Performance estimation is used to find out bandwidth requirements for the protocol on the specification phase as we assume that the simulation performance is bandwidth limited instead of cpu,io or memory limited:
- 50 kbits / second bandwidth usage
- tracking of 1000 moving objects at once
- user experiences smooth movement
Assumption: Object movement observations dominate the bandwidth usage.
- Obsevation Frame Length: 64 bytes
- Dynamic object observation frequence: 4 / second
- Dynamic object count on client observation range: 1000
- Bandwidth per client: 64 * 4 * 1000 / second = 256 kbytes/second = 2 560 kbits/second
Sending observation once a second on average and tracking 1000 objects with 50kbytes/second (500 kbits/second) would give 50 bytes observation message length.
Sending observation once a second on average and tracking 1000 objects with 50kbits/second would give 5 bytes observation message length.
- Is it enough to update only every 10 seconds if velocity data has not changed?
- What kind of compression algorithms can be used and what kind of compression ratio can be expected?
- Good binary file compression can shrink the data size to 25% of the original size. Are similar results possible when compressing frame stream into packets of ~5000 bytes?
- bandwidth per client: 25 kbytes / second (250 kbits / second)
- effective bandwidth with compression: 50 kbytes / second
- frame size: 64 bytes
- frames per second per object: 1 (including observations and actions)
- dynamic objects inside client observation radius: 800
- required total bandwidth for server with 1000 clients: 250 Mbits/second
- bandwidth per client: 10 kbytes / second (100 kbits / second)
- effective bandwidth with compression: 25 kbytes / second
- frame size: 64 bytes
- frames per second per object: 1 (including observations and actions)
- dynamic objects inside client observation radius: 400
- required total bandwidth for server with 1000 clients: 100 Mbits/second
If client movement prediction algorithms can provide smooth movement experience with observation updates of ~1 per second, frame size is 64 bytes, average dynamic object count inside each clients radius is under 400 and there is maximum of 1000 clients connected to the server then good operation is achievable with servers having 100 Mbits/second link to the internet backbone. If observed object count of a client raises then bandwidth throttling should gracefully drop non quaranteed packets and degrade the observed end user quality. If client amount is allowed to raise over 1000 then bandwidth throttling should lower the allowed bandwidth per client appropriately. 20% safety margin is recommended to avoid network congestion.

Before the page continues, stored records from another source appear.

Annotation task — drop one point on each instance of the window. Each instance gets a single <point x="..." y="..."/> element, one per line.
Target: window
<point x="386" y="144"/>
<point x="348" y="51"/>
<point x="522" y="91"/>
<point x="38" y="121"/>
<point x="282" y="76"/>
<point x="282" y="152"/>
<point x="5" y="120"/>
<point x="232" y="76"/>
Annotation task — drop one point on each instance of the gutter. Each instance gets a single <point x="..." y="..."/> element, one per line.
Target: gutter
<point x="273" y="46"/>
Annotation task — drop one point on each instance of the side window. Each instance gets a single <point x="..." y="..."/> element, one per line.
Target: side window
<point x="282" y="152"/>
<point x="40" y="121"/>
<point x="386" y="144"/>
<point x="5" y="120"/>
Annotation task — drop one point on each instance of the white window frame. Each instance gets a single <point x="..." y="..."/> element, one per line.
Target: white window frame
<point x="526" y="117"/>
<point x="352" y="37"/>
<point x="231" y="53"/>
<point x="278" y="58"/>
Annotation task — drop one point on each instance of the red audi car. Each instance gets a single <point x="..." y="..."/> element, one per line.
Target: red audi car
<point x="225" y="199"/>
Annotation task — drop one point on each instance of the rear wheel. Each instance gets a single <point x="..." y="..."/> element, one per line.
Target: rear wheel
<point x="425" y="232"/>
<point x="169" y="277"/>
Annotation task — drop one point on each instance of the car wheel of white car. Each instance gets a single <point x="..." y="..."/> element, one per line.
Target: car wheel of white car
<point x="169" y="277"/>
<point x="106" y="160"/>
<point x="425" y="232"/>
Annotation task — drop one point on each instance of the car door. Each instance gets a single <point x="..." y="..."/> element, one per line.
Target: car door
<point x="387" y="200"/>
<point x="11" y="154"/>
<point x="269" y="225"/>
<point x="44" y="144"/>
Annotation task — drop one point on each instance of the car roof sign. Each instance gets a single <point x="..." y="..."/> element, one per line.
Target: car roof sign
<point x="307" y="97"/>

Compression efficiency raises linearly the amount of observable objects per client.
For fairness reasons bandwidth throttling limits each clients bandwidth to a preset value. => Client maximum bandwidth divided by server maximum bandwidth gives the maximum supported clients. Advanced networking implementation may give temporarily more bandwidth to clients at busy locations.
Without compression support for 400 observed objects and 400 clients can be achieved with client bandwidth of 25 kbytes/second (250 kbits/second) and server bandwidth of 10Mbytes/second (100Mbits/second).